Criminal liability of juvenile offenders is a relevant issue which requires constant attention of states, legislators, law enforcement institutions and specialists of criminal law. The rate of juvenile delinquency is fairly high, therefore this problem is topical in Lithuania as well as in other countries. Criminal liability of juvenile offenders is one of the most important part of the Lirhuania's pursued criminal policy. Therefore the criminal measures applied to juvenile offender must be imposed not only to punish him, but to reintegrate him to the society. In Lithuania, the central aim of reforms in punishment system was to impose educational measures on juvenile offenders which would be an alternative to imprisonment.

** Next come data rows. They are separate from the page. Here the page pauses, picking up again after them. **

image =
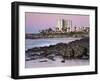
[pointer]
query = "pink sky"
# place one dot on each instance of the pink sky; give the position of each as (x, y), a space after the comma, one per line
(38, 21)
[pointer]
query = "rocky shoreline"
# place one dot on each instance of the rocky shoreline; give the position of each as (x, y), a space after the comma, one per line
(78, 49)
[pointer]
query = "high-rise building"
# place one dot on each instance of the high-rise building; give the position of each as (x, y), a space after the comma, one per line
(64, 25)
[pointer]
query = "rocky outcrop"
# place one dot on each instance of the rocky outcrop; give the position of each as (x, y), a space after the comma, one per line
(78, 49)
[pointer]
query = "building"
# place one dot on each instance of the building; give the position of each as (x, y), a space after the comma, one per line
(64, 25)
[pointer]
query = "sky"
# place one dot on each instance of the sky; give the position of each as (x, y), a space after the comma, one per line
(34, 22)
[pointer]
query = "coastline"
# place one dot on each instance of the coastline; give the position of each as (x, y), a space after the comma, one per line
(78, 49)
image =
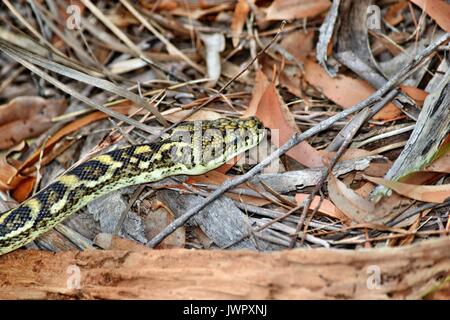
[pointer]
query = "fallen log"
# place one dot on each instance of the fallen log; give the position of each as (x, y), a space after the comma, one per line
(383, 273)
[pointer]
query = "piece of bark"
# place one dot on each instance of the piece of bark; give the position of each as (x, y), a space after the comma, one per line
(432, 127)
(405, 272)
(221, 221)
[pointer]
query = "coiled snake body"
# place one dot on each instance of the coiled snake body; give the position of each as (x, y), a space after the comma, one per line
(192, 149)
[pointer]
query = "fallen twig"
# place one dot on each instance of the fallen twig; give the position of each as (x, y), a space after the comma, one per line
(299, 137)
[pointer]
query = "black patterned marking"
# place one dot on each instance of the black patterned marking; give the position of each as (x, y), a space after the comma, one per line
(91, 170)
(15, 220)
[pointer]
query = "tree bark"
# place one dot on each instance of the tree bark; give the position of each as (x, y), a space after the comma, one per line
(404, 272)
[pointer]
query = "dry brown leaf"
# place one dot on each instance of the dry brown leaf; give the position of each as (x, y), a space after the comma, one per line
(349, 202)
(24, 189)
(274, 114)
(326, 208)
(440, 165)
(107, 241)
(439, 10)
(299, 44)
(393, 14)
(27, 117)
(217, 178)
(240, 14)
(70, 128)
(417, 94)
(296, 9)
(345, 91)
(436, 194)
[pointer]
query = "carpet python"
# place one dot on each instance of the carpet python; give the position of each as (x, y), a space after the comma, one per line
(192, 148)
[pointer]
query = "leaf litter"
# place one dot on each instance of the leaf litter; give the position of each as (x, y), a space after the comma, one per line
(140, 67)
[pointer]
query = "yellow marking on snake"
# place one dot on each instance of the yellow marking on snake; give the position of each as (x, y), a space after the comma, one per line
(125, 167)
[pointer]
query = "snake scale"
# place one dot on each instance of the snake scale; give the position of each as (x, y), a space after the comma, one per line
(192, 148)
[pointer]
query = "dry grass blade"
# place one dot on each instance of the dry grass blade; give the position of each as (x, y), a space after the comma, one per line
(16, 52)
(75, 93)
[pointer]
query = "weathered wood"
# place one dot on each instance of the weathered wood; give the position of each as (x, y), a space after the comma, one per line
(405, 272)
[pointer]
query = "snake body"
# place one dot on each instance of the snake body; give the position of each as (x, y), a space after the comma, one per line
(193, 148)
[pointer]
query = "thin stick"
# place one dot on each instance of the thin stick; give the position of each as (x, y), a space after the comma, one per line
(299, 137)
(219, 93)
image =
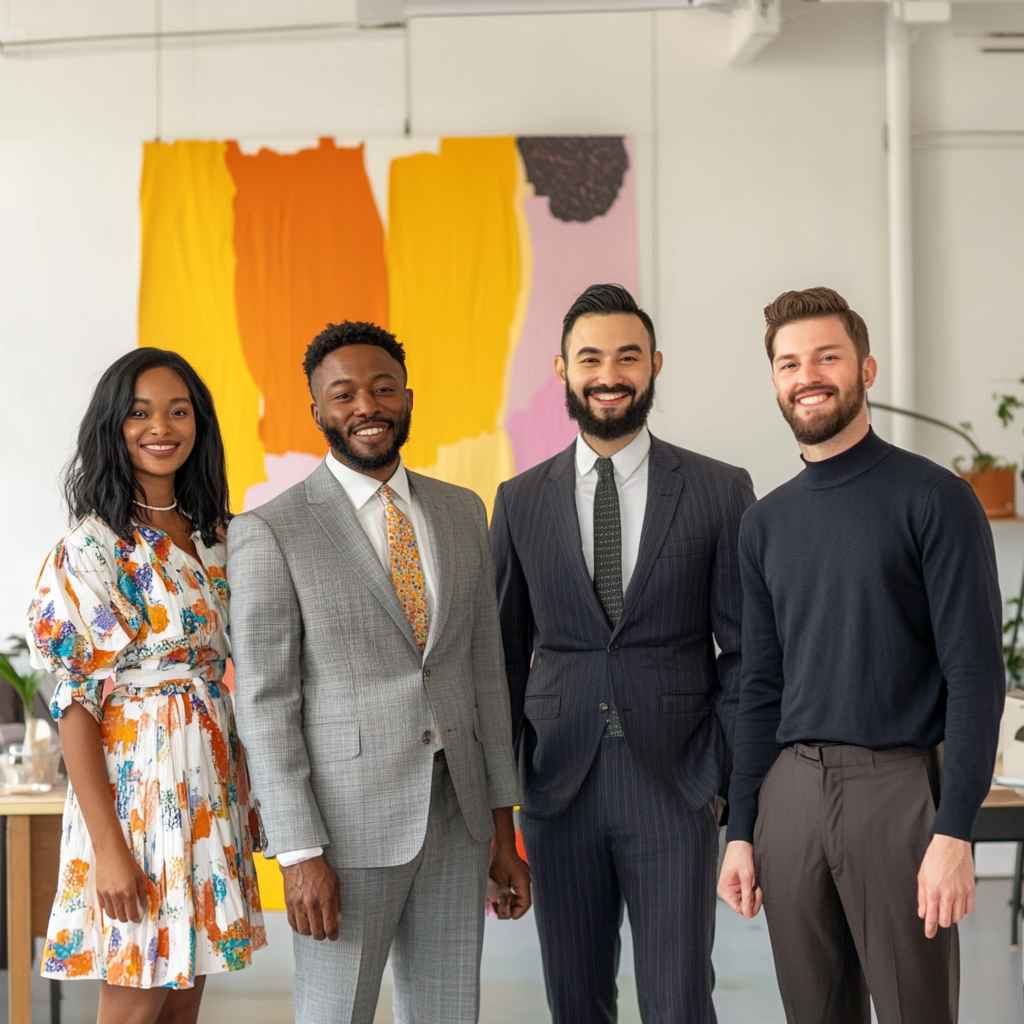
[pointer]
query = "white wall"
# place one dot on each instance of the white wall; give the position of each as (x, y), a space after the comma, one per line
(751, 180)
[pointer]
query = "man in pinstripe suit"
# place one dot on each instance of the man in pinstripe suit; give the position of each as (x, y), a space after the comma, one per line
(616, 572)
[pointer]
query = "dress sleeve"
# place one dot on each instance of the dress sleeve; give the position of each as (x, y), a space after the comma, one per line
(79, 622)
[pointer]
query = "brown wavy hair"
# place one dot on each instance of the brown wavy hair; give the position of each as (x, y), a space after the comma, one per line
(815, 303)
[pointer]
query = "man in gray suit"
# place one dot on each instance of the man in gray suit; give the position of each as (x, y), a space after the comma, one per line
(373, 706)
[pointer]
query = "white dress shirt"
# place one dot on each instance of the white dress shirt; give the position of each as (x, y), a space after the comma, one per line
(630, 465)
(364, 493)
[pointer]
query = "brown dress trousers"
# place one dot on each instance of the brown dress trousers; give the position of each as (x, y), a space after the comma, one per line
(839, 840)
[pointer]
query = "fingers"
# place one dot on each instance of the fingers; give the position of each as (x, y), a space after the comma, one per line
(748, 895)
(123, 905)
(523, 898)
(728, 889)
(931, 913)
(758, 897)
(331, 918)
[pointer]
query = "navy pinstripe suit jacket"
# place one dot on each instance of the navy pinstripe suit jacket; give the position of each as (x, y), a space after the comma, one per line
(677, 700)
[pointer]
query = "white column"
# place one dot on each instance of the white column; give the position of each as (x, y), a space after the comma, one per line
(900, 224)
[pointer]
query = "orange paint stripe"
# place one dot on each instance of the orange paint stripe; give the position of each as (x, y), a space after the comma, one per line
(309, 249)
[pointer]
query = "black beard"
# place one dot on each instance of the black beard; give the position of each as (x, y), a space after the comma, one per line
(369, 463)
(824, 427)
(627, 422)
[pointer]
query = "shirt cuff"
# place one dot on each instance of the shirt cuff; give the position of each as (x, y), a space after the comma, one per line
(297, 856)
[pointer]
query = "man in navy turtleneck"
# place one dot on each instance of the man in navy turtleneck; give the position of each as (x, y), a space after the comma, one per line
(871, 636)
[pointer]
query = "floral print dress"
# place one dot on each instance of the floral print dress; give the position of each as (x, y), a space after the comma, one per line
(153, 619)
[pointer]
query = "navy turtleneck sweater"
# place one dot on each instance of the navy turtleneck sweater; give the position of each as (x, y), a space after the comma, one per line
(871, 615)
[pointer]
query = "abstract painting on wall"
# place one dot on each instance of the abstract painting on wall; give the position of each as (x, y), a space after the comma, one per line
(469, 250)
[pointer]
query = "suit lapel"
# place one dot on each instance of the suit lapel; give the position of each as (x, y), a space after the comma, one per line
(332, 509)
(443, 549)
(665, 484)
(562, 511)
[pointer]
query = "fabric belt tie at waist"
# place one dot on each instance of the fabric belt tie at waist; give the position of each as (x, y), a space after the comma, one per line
(848, 756)
(142, 683)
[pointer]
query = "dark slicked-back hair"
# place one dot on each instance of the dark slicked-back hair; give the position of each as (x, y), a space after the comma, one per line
(99, 477)
(604, 300)
(336, 336)
(814, 303)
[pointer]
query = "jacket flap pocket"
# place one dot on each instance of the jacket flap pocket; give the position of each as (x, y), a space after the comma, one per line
(337, 740)
(543, 706)
(686, 700)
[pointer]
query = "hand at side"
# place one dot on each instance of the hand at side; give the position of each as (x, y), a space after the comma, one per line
(945, 884)
(312, 899)
(737, 884)
(508, 869)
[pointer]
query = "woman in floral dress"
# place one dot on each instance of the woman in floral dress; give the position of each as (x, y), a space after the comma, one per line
(157, 884)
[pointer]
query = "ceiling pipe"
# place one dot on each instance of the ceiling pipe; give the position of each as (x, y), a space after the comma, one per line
(898, 138)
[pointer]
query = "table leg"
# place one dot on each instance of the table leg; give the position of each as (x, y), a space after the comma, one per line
(1015, 899)
(18, 920)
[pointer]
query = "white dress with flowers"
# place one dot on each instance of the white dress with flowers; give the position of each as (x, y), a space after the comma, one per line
(153, 619)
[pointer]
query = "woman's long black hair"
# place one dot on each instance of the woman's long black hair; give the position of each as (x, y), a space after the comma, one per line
(99, 477)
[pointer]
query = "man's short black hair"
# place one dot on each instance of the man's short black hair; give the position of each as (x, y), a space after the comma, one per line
(604, 299)
(336, 336)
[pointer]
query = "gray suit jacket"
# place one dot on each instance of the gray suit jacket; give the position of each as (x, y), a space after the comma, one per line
(333, 697)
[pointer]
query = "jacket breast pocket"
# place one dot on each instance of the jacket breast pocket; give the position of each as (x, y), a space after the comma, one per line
(335, 740)
(543, 706)
(686, 702)
(683, 548)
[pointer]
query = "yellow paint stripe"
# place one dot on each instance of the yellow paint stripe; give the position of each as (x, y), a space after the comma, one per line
(186, 293)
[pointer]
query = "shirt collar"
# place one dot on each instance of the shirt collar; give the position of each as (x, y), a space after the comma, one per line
(360, 487)
(626, 461)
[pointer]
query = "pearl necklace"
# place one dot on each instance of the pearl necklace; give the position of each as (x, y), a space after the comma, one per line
(158, 508)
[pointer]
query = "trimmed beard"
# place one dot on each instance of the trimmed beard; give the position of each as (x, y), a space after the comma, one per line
(610, 429)
(822, 428)
(369, 463)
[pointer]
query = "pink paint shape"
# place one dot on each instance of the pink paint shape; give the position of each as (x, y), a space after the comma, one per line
(283, 471)
(567, 258)
(543, 429)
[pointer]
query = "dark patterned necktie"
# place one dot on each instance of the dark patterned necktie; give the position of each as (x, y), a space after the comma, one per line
(608, 559)
(607, 543)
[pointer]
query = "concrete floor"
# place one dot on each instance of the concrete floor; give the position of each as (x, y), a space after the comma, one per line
(513, 989)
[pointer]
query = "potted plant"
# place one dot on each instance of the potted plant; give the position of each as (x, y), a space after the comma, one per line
(992, 478)
(37, 731)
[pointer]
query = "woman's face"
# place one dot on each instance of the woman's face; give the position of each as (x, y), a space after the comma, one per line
(160, 430)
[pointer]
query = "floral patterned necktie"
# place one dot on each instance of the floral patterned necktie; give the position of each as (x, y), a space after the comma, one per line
(407, 571)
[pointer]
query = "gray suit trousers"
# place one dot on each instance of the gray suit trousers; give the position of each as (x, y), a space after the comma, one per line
(840, 837)
(427, 913)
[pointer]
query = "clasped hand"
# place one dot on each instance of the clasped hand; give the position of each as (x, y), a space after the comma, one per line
(945, 882)
(312, 898)
(122, 886)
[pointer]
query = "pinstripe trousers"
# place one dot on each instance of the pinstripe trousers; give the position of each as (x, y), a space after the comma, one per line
(625, 842)
(427, 913)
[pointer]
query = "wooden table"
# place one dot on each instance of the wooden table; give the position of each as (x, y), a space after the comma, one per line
(1001, 820)
(33, 865)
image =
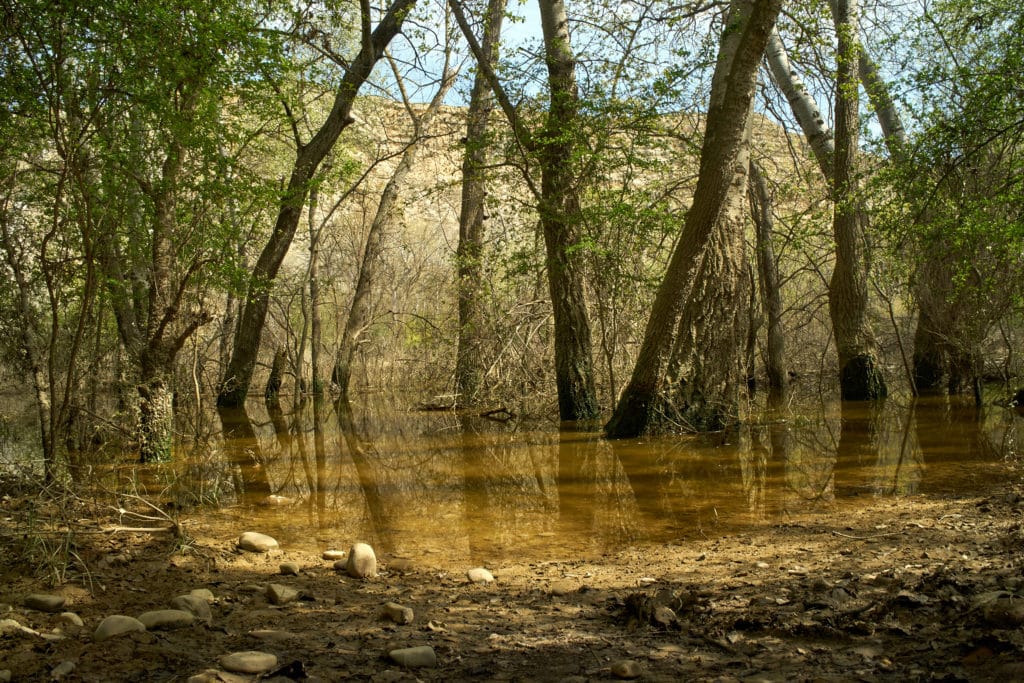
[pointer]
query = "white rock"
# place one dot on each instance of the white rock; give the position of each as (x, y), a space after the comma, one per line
(44, 602)
(195, 604)
(398, 613)
(116, 625)
(479, 575)
(250, 662)
(415, 656)
(361, 561)
(166, 620)
(257, 543)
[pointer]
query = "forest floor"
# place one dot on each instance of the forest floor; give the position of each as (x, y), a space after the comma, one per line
(901, 589)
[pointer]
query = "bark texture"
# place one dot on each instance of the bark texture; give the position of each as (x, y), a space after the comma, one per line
(859, 377)
(238, 376)
(739, 56)
(469, 368)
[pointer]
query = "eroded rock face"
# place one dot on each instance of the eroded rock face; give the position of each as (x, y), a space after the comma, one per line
(361, 561)
(166, 620)
(255, 542)
(250, 662)
(415, 656)
(44, 602)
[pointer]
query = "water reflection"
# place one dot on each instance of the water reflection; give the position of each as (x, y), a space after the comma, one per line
(465, 488)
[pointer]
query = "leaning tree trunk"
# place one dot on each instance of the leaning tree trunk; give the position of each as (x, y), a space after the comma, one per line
(859, 376)
(725, 142)
(238, 376)
(707, 365)
(771, 296)
(469, 366)
(560, 220)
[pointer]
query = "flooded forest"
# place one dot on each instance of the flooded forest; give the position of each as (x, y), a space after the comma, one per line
(662, 318)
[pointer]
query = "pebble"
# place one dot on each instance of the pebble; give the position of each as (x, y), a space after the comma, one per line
(216, 676)
(44, 602)
(166, 620)
(627, 669)
(414, 656)
(398, 613)
(250, 662)
(116, 625)
(195, 604)
(479, 575)
(281, 595)
(64, 669)
(361, 561)
(73, 620)
(257, 543)
(400, 565)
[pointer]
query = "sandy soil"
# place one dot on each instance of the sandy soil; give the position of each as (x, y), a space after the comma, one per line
(906, 589)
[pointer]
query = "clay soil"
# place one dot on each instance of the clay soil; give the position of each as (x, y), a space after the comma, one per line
(900, 589)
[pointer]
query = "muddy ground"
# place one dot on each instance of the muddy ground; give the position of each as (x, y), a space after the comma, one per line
(901, 589)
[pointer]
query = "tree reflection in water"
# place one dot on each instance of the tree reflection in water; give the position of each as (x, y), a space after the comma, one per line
(472, 489)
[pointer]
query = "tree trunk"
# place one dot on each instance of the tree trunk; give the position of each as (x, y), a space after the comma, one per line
(724, 144)
(771, 296)
(238, 376)
(387, 211)
(469, 366)
(859, 377)
(560, 221)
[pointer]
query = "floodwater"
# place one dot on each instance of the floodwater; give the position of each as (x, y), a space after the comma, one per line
(449, 488)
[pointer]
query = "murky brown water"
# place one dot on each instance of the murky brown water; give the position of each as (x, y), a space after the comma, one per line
(462, 488)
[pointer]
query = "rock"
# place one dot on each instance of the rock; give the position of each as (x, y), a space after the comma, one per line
(361, 561)
(664, 615)
(398, 613)
(117, 625)
(415, 656)
(250, 662)
(10, 627)
(199, 607)
(44, 602)
(479, 575)
(72, 620)
(257, 543)
(400, 565)
(281, 595)
(627, 669)
(216, 676)
(166, 620)
(64, 669)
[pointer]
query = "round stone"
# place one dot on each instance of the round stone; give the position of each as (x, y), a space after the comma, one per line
(257, 543)
(116, 625)
(250, 662)
(361, 561)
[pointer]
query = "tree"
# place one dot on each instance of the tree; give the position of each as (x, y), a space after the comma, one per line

However, even though educational measures are considered to be very important, in practice this kind of punishment is not widely applied in the juvenile criminal justice. The purpose of this Master degree paper is to initiate the features of criminal liability of juveniles according to the law of Lithuania and foreign countries. The main attention is given to analyze the conception of juvenile criminal liability, juvenile's criminal liability subject's problems, assumptions of criminal liability and international standards. In this Master degree paper also are analyzing legal sanctions applied to juveniles, the features of of penalty and educational sanctions. Criminal liability of juvenile is exceptional. This oneness is related to versatile singularities of their age, physical and mental health. Regarding these singularities, harsh punishment is not always necessary applied to juveniles.